AMD at OCP 2025: Driving Open Ecosystems and Scalable Compute for the AI Era

Oct 14, 2025

AMD and Open Compute Project logos on dark blue banner with text “OCP Global Summit, October 13–16, 2025, San Jose, California” and green-blue abstract wave design.

Watch Mark Papermaster's OCP keynote: A fully Open and Collaborative AI Ecosystem

At the OCP Global Summit 2025, AMD is showcasing how open collaboration and open standards are reshaping the future of data center and AI infrastructure. As AI workloads grow from single racks to entire regions, the need for interoperability, scalability, and sustainability has never been greater.

The efforts by AMD, working across the broad OCP community over the past year, reflect a clear vision: open ecosystems thrive. By contributing to open hardware, software, and networking standards, AMD is helping the industry reduce friction, accelerate technology adoption, and enable choice and flexibility at scale.

Building the Foundation: A Year of Collaborative Progress

Together with hyperscalers, ODMs, and fellow OCP members, AMD has advanced multiple OCP initiatives that are already impacting how data centers are designed and deployed.

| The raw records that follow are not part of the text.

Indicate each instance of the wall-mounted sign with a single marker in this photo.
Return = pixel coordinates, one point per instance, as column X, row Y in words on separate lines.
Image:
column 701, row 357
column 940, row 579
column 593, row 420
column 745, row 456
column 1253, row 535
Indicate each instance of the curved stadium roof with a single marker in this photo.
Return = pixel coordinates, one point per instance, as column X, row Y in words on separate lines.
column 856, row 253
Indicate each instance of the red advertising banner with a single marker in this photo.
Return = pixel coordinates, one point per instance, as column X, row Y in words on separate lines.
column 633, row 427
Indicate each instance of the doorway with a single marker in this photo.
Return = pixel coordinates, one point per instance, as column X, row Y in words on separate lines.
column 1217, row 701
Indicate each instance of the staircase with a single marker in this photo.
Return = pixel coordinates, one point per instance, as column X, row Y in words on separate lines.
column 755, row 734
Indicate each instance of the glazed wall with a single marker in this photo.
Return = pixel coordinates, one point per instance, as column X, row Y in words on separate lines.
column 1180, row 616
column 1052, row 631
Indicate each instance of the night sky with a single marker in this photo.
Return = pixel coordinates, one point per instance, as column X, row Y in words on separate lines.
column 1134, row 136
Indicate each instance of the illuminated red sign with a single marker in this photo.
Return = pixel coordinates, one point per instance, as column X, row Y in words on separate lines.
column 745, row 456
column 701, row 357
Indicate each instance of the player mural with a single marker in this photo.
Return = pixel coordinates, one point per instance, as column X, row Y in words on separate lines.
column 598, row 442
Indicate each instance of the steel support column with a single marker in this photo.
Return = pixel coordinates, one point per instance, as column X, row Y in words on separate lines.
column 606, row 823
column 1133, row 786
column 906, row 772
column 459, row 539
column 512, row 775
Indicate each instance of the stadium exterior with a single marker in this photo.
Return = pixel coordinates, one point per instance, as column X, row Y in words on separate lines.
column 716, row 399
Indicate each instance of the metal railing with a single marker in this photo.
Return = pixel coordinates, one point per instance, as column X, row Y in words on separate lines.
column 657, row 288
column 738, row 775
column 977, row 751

One major area of progress is platform enablement. As an early participant in the DC-MHS initiative, AMD helped pioneer a modular approach to server design that makes it easier for the industry to adopt new technologies. AMD OCP-compliant server reference designs — supporting today’s AMD EPYC™ 9005 processors and future product generations — integrate standards like DC-MHS, M-CRPS, DC-SCM to support interoperability, vendor neutrality, and scalability in modern data centers, and OCP-compliant NICs, enable faster ecosystem readiness and broader industry choice.

Security has been another critical focus. AMD co-founded Project Caliptra, an open-source hardware root of trust designed to help protect confidential computing workloads. Alongside adoption of OCP S.A.F.E. and leadership in the OCP Attestation Specification, AMD is helping devices prove their trustworthiness through cryptographic evidence — a key requirement for more secure, large-scale deployments.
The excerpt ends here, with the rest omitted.